I really rate Chem Guys Carnuba QD spray.


----------



## Chris424 (Dec 5, 2007)

Can you buy ClearCote QD in bigger bottles than standard?


----------



## DIESEL DAVE (Jul 26, 2007)

DIESEL DAVE said:


> I`ve found this to be excellent :- Gtechniq C3 Smart Carnauba QD


Nobody else ?
The free samples went quick enough


----------



## Jace (Oct 26, 2005)

ahaydock said:


> I really like the Victoria QD - leaves a lovely finish :thumb:


I'll 2nd that, great stuff :thumb:

Although I'm in love with Zaino Z-8 at the mo, but thats a bit more than just a QD


----------



## VIPER (May 30, 2007)

ctaverner said:


> Can you buy ClearCote QD in bigger bottles than standard?

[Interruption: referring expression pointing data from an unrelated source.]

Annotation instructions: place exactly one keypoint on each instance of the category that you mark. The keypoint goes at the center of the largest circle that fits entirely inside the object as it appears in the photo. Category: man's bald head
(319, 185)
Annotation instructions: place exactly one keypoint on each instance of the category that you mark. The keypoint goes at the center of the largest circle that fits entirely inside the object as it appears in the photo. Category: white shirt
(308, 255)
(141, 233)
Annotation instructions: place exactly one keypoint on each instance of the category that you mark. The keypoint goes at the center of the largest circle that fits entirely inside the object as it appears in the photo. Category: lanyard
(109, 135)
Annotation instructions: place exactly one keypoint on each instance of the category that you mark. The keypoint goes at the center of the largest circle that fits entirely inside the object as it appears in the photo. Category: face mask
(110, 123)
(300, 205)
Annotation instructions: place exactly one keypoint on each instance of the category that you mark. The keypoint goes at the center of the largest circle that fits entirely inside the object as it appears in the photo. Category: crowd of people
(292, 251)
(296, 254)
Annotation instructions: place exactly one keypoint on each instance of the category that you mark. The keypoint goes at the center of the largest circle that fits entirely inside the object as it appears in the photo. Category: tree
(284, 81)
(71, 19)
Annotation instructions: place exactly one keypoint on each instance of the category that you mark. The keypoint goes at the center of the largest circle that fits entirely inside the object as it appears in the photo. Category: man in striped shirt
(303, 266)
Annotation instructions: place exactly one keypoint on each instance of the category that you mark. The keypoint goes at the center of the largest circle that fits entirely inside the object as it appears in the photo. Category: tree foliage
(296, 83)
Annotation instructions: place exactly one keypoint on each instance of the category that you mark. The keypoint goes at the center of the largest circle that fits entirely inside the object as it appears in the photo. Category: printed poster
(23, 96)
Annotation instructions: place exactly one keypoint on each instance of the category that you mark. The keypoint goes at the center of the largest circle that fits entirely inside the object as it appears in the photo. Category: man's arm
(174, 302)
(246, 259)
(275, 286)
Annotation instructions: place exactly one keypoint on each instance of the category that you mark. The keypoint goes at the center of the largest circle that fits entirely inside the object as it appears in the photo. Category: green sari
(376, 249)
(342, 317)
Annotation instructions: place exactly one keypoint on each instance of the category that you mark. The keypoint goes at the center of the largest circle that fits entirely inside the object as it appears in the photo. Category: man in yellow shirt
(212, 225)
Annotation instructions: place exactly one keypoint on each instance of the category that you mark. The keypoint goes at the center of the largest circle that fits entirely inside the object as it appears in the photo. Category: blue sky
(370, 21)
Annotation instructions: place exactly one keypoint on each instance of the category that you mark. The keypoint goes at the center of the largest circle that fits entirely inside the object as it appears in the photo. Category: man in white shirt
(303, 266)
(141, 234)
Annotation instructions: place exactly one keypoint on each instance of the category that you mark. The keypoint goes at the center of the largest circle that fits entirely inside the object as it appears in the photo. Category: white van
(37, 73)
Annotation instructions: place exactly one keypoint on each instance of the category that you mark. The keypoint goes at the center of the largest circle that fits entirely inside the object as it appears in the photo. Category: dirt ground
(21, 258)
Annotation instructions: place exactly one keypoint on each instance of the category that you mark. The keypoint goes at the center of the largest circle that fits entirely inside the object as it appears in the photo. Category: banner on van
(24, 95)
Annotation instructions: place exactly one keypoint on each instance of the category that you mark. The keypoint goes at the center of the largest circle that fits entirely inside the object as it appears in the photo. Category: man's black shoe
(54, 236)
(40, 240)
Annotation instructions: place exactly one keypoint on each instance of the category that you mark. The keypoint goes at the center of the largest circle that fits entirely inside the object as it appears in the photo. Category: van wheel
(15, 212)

Alex @ Serious Performance used to sell it in the gallon concentrate size and I've bought a couple of these from him over the last year or so, but he no longer stocks them - in fact, last time I looked he didn't have the small triggers either 

I'll post on his section to see if he's planning on importing the gallons again :thumb: (Done  )


----------



## joe_0_1 (Apr 7, 2007)

Has to be megs last touch for me too 

It has so many uses.


----------



## Serious Performance (Oct 26, 2005)

> Alex @ Serious Performance used to sell it in the gallon concentrate size and I've bought a couple of these from him over the last year or so, but he no longer stocks them - in fact, last time I looked he didn't have the small triggers either


Due to concentrating on our own and the Finish Kare range at the moment :thumb:.


----------